September 2009 – Sutter’s Mill

“What’s the best way to process a pool of work?” is a recurring question. As usual, the answer is “it depends” because the optimal answer often depends on both the characteristics of the work itself and the constraints imposed by run-time system resources.

For example, I recently received the following email from reader Sören Meyer-Eppler, where the key was to avoid oversubscribing system resources (in this case, memory):

I have an application that has multiple threads processing work from a todo queue. I have no influence over what gets into the queue and in what order (it is fed externally by the user). A single work item from the queue may take anywhere between a couple of seconds to several hours of runtime and should not be interrupted while processing. Also, a single work item may consume between a couple of megabytes to around 2GBs of memory. The memory consumption is my problem. I’m running as a 64bit process on a 8GB machine with 8 parallel threads. If each of them hits a worst case work item at the same time I run out of memory. I’m wondering about the best way to work around this.

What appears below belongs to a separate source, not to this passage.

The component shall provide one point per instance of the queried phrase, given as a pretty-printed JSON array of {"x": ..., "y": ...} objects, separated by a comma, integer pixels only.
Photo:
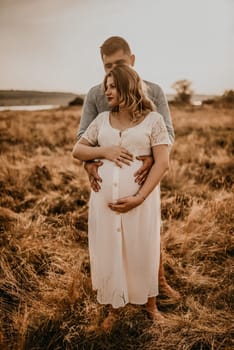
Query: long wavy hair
[{"x": 132, "y": 92}]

1. plan conservatively and run 4 threads only. The worst case shouldn’t be a problem anymore, but we waste a lot of parallelism, making the average case a lot slower.

2. make each thread check available memory (or rather total allocated memory by all threads) before starting with a new item. Only start when more than 2GB memory are left. Recheck periodically, hoping that other threads will finish their memory hogs and we may start eventually. Still dangerous if the check happens when all threads are just starting out with their allocations.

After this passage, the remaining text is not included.